Я пораженно остановился. В горле застрял ком - то ли радости, то ли горького сожаления, что настоящий Азель уже никогда не войдет сюда... Неужели, дед, не признавая во мне своей крови, а значит, уверившись, что Азалекс погиб, так ничего и не разрешил менять? На мебели не было ни пылинки - значит, эту комнату не опечатывали, поддерживая в ней порядок... Столько лет...
Или же он все-таки ждал моего визита? Впрочем, с дедушки станется, он слишком часто опережал меня, предвидя события.
- Ну здравствуй, - улыбнулся он в своей обычной манере. - Много же тебе потребовалось времени для того что бы прийти... Я очень рад познакомится с тобой, правнук...
- Почему правнук, Азалекс же был внуком? - слегка опешил я от такой «шуточки», и потом, он что, забыл, что сам не желал меня видеть?
- Ну так и ты не Азалекс. В тебе только половина его крови. Полувнуков не существует, а вот правнуки бывают, - подмигнул он мне, окончательно дезориентировав.
- Но ведь вторая половина во мне...
- Ну и что, - перебил он меня, и сейчас я чувствовал привычную язвительность этого дроу, - мало ли какая у тебя, появись ты на свет естественным путем, могла бы быть мать? Мы же не можем сказать сейчас, кто стал бы его женой, ну или любовницей... Давай лучше заново знакомится, родственник...
ЭПИЛОГ
Для Шачи сегодня был ответственный день. Она впервые без помощи Наставника (но под его контролем) должна была заняться не просто моделированием живого существа, но и оживить его, вселив в него душу человеческой женщины, ожидающую своего часа...

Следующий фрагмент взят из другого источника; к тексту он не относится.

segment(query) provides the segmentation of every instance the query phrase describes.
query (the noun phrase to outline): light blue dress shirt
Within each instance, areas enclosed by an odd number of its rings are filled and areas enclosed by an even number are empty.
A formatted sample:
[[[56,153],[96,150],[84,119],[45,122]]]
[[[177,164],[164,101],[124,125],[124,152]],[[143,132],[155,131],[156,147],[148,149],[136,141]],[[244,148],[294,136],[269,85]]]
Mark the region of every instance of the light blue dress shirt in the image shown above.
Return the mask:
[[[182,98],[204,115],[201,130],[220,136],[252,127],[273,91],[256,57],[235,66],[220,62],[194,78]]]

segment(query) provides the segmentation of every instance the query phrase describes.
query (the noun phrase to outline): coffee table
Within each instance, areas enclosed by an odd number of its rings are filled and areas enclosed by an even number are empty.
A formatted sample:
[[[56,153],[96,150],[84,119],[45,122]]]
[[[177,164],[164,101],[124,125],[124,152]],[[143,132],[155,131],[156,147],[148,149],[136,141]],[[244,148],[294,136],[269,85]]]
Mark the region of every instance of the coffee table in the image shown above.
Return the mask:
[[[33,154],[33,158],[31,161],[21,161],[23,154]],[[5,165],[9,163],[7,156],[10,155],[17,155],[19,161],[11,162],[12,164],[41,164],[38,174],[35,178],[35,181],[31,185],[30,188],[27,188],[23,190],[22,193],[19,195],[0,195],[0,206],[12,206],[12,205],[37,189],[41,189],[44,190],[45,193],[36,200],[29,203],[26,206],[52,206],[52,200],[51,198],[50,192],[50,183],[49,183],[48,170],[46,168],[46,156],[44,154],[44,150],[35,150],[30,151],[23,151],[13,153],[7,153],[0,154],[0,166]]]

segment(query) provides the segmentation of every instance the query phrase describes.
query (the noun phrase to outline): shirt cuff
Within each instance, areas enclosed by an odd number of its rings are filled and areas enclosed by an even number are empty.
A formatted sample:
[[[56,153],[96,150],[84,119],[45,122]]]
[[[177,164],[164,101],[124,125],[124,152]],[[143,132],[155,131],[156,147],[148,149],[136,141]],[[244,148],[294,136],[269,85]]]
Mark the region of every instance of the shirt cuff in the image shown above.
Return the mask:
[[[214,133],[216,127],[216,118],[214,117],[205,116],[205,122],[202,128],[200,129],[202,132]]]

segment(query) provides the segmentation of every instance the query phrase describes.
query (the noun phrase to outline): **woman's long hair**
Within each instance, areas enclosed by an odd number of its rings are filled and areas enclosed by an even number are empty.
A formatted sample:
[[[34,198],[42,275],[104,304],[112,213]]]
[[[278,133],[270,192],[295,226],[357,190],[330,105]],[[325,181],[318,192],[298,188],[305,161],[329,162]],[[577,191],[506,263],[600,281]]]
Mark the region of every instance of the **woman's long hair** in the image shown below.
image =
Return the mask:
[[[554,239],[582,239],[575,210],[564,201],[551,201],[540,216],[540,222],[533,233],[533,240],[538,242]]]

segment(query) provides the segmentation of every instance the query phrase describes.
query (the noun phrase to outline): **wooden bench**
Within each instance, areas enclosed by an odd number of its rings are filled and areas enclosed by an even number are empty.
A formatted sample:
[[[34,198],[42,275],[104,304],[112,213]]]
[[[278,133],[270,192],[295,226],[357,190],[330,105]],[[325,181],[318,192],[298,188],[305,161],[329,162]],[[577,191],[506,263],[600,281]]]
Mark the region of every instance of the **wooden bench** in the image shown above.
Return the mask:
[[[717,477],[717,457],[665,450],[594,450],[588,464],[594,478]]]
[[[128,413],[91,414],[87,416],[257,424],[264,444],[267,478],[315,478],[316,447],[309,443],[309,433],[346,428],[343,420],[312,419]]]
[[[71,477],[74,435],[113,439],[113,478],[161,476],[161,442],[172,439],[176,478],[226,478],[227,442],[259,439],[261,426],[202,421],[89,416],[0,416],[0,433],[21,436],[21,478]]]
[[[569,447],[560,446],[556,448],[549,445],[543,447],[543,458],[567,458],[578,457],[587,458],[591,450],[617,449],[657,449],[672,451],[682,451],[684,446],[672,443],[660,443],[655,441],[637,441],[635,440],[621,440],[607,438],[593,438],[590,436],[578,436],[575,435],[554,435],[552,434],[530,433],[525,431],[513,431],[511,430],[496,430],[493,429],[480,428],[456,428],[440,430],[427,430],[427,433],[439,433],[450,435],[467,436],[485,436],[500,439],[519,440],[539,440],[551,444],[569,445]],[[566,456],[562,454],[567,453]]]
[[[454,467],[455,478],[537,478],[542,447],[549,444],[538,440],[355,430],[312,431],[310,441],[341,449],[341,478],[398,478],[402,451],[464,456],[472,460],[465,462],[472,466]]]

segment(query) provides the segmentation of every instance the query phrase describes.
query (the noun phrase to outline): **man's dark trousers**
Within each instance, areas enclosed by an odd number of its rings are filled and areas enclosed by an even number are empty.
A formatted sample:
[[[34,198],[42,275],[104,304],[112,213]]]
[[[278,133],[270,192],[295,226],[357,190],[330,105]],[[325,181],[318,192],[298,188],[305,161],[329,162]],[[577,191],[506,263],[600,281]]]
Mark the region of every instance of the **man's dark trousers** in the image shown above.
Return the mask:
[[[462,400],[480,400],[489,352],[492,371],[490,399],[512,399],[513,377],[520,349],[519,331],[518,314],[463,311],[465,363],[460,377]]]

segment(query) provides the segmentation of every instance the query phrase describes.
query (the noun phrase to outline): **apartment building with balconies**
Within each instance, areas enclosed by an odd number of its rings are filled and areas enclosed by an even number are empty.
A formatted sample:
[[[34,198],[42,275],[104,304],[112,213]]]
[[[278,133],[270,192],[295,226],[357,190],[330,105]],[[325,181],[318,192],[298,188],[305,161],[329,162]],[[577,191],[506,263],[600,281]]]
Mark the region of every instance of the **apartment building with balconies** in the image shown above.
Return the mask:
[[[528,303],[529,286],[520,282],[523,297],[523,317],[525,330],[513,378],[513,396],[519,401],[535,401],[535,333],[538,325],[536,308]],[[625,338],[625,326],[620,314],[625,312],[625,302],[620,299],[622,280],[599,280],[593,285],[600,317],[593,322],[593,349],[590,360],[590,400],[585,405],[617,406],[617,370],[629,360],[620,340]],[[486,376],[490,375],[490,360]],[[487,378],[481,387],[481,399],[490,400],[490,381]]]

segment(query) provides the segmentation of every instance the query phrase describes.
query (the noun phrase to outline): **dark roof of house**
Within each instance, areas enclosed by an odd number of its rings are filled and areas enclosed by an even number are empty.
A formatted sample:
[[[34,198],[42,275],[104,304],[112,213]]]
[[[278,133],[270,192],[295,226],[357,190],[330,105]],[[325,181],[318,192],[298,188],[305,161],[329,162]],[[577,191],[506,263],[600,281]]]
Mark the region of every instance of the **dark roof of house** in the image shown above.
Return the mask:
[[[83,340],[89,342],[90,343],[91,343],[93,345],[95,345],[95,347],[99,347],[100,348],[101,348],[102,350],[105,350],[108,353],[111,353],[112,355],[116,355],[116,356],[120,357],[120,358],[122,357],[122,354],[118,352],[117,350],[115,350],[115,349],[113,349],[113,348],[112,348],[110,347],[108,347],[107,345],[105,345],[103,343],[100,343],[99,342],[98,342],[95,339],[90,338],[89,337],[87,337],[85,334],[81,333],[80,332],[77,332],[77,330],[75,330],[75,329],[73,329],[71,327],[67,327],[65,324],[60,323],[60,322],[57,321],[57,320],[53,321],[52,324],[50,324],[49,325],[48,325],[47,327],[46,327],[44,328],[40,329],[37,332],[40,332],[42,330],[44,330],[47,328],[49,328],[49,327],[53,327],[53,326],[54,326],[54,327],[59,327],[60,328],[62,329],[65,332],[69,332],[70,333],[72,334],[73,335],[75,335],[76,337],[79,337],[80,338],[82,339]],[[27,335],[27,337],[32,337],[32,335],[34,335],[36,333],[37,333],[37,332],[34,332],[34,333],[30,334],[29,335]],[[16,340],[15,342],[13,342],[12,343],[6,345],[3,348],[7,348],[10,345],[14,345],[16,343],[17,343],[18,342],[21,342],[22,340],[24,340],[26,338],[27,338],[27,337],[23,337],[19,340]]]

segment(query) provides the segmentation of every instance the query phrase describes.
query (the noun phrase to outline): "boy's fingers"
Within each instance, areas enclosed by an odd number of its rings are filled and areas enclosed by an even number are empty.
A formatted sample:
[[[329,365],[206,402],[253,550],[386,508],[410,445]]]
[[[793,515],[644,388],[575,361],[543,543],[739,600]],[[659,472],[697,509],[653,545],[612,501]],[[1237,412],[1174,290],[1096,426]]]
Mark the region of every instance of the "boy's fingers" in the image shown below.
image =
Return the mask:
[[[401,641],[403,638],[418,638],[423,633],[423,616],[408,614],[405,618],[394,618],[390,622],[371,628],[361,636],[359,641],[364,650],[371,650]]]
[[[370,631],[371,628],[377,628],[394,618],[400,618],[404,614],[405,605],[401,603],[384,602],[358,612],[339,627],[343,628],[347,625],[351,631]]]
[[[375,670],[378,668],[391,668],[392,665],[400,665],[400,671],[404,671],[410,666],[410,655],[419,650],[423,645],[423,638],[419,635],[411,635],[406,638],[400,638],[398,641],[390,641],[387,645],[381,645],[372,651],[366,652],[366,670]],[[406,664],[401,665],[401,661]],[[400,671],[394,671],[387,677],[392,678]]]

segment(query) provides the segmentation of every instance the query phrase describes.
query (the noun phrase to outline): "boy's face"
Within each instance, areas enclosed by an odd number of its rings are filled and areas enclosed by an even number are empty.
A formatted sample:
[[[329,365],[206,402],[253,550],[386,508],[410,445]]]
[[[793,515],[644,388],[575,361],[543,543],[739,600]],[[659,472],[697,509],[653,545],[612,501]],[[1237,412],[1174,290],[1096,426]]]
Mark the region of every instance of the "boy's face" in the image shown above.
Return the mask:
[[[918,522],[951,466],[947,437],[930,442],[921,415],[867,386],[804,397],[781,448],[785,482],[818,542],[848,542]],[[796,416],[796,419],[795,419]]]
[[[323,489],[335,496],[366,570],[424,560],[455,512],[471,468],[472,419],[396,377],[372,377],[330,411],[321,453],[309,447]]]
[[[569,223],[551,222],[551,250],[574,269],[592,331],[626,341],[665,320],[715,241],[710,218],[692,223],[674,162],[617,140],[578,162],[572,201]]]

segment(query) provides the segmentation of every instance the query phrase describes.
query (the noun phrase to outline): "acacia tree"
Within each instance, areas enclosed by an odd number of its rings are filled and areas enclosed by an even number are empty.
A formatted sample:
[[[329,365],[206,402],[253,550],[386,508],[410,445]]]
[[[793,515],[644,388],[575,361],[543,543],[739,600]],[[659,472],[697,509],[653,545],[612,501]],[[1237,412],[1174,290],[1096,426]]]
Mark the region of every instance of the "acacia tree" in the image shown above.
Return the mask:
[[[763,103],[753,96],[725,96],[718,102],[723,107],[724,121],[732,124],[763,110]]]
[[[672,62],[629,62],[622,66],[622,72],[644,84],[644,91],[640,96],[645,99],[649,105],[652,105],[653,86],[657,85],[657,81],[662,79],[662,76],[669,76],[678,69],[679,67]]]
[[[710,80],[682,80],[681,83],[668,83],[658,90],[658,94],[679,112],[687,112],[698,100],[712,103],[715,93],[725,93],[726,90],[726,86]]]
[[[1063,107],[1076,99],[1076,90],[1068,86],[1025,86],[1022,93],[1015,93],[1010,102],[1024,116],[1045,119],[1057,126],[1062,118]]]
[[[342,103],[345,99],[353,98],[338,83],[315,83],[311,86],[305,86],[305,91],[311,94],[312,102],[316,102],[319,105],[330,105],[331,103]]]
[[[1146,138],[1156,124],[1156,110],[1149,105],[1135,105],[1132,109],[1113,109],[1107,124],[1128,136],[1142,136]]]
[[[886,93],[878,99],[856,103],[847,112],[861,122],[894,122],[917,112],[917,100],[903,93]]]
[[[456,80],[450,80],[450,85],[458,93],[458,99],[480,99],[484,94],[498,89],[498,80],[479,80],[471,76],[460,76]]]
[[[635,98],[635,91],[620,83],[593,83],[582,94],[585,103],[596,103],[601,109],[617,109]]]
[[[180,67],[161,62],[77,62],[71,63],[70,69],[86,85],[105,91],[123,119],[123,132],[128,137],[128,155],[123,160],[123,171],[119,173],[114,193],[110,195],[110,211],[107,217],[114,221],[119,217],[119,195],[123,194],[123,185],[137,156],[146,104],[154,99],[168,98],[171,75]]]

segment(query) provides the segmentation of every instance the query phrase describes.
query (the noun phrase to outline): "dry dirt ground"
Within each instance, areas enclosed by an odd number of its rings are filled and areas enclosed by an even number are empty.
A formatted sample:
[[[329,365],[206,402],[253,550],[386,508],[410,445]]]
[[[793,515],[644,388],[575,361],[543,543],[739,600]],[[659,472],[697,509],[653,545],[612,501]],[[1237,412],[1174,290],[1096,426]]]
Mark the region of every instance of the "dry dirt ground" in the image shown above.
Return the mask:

Сорок суток назад, в тот день, когда в Мире Старшего, самого Творца, закончила свой земной путь человеческая женщина, ставшая объектом пристального внимания Демиургов, умудрившаяся найти свою истинную любовь совершенно в другом Мире, состоялась обстоятельная беседа с Наставником. Шачи очень хотелось сделать по-своему, но Наставник все же сумел объяснить, что асуру и человечке, Анне и Александру, надо дать передышку - они заслужили свое счастье быть вместе, да и ей самой, просто в силу юного возраста, рановато следить за взрослением и становлением будущего правителя Хараты. Но вот составить Послание или Пророчество (что как раз входило в круг ее обязанностей), она могла уже сейчас. Послание снова должно будет оказаться в главном Храме Бадрахалы, чтобы исключить возможные недоразумения и накладки, и оградить, несмотря ни на что, дружное семейство Ваэля от ненужных распрей. И, слегка переиначив объявленные ранее условия про то, что сына Алекса и Ани Демиурги заберут себе, намекнуть, что этот мальчик исполнит свое предназначение на месте.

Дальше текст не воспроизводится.